Mein Stammlokal – Der Wilde Esel

08.45 Uhr Nachdem wir fünfundvierzig Minuten getratscht haben, beende ich das Überseegespräch und eile auf die Terrasse, um den Frühsport zu absolvieren. Danach werfe ich einen Tennisball in den Garten und animiere Hund Dixon, selbständig Gassi zu gehen – immerhin kann ich mich nicht um alles kümmern.

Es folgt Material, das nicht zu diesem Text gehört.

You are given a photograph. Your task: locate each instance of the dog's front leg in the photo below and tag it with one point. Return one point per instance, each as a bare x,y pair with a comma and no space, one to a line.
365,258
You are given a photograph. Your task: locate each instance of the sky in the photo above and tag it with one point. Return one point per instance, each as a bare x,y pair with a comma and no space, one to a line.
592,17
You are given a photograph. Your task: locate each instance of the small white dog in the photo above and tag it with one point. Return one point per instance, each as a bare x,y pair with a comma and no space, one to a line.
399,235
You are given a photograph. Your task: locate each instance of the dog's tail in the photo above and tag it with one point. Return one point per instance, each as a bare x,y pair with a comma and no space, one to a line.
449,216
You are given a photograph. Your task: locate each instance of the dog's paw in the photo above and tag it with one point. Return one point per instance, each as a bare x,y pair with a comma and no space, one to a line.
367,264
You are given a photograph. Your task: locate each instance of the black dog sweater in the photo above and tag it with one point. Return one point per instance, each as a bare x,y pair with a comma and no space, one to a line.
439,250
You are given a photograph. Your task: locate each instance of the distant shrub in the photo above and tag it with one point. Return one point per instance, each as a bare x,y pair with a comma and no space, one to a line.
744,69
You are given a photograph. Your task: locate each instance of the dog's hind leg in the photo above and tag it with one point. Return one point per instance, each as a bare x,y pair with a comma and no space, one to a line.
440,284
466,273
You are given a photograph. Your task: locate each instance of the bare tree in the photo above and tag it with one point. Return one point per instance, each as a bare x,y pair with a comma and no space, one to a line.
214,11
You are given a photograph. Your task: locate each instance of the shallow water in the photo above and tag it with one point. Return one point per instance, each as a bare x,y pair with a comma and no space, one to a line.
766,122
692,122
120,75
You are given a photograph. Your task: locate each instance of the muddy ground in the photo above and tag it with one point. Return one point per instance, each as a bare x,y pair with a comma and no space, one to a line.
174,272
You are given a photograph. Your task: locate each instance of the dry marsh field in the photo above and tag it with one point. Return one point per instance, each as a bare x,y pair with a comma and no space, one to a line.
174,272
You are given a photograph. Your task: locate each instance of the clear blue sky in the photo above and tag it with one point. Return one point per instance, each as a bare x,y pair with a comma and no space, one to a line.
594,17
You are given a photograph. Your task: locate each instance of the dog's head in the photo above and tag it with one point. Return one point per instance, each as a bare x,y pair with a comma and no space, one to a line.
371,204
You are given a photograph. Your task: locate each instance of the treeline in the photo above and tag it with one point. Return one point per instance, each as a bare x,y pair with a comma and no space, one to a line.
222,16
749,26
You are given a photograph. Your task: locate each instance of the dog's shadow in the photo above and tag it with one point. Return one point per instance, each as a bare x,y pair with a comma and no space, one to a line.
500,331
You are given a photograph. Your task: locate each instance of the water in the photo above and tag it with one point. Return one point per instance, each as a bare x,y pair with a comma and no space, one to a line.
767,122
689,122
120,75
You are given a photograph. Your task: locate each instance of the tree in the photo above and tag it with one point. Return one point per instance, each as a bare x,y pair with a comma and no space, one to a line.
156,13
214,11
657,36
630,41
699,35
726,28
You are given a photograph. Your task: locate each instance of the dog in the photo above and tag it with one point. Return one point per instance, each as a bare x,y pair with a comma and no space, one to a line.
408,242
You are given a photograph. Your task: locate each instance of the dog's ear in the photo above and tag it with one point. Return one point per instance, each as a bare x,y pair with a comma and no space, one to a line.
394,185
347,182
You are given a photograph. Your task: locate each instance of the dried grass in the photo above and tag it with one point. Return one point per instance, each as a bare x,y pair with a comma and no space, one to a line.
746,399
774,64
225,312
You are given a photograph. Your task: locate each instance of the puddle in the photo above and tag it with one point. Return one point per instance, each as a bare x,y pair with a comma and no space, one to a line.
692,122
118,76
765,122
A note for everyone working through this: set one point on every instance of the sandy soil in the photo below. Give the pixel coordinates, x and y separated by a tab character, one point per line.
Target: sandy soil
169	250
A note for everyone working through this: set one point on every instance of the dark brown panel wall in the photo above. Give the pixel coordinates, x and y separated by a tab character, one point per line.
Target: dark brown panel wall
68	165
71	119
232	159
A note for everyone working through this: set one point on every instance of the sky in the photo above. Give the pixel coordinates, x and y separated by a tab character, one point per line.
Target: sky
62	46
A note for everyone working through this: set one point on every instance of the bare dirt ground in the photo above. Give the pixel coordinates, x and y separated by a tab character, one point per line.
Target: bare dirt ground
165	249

09.15 Uhr Während der Rüde den Nachbarshund besucht, entspanne ich mich bei einem Wirbelbad. Nebenher navigiere ich durch den Blackberry Anschnurkalender und lerne, dass am Sonntag meine Schwester Hildegard und kommenden Mittwoch David ihre Wiegenfeste feiern. Weil die lieben Menschen zur Familie gehören, entschliesse ich mich, am Vormittag Geschenke einzukaufen.
10.15 Uhr Kurz nach dem Zehnuhrläuten steige ich aus der Wanne und hole farbenfrohe Kleider aus dem Schrank. Anschliessend rufe ich Dixon in die Küche und stärke mich mit einem kleinen Frühstück – das tut gut.
11.00 Uhr Nun wird es aber langsam Zeit, in die Gänge zu kommen. Mit einem lustigen Lied auf den Lippen laufe ich zum Auto und helfe Dixon auf die Ladefläche. Dummerweise kommt in diesem Moment Frau Pontecorvo daher und erkundigt sich, ob ich ans Meer fahre. Ich schüttle den Kopf und entgegne, dass ich Geburtstagsgeschenke für meine Schwester und meinen Grossneffen besorgen muss. Meine Nachbarin wird hellhörig und meint, dass sie gerne mitkommen und mich beraten würde – das soll mir Recht sein.
11.30 Uhr Nach einer nervenaufreibenden Reise entlang der Goodlette Frank Road, biege ich endlich in die 6th Avenue ein und habe das Vergnügen, direkt neben den “Tin City Shops” (löblich: Zinnstadt Geschäften) einen Stellplatz zu ergattern. Ich parke den SUV fachmännisch und gebe meiner Begleiterin zu verstehen, dass Hildegard in Eichstätt wohnt und mit Leidenschaft Liköre trinkt. Frau Pontecorvo legt ihren Kopf schief und meint, dass es keine gute Idee ist, der Dame eine Flasche Schnaps zu schenken. Stattdessen lotst mich die Dame in die “Naples Soap Company” (löblich: Naples Seifen Firma) und legt mir nahe, eine Seife auszusuchen.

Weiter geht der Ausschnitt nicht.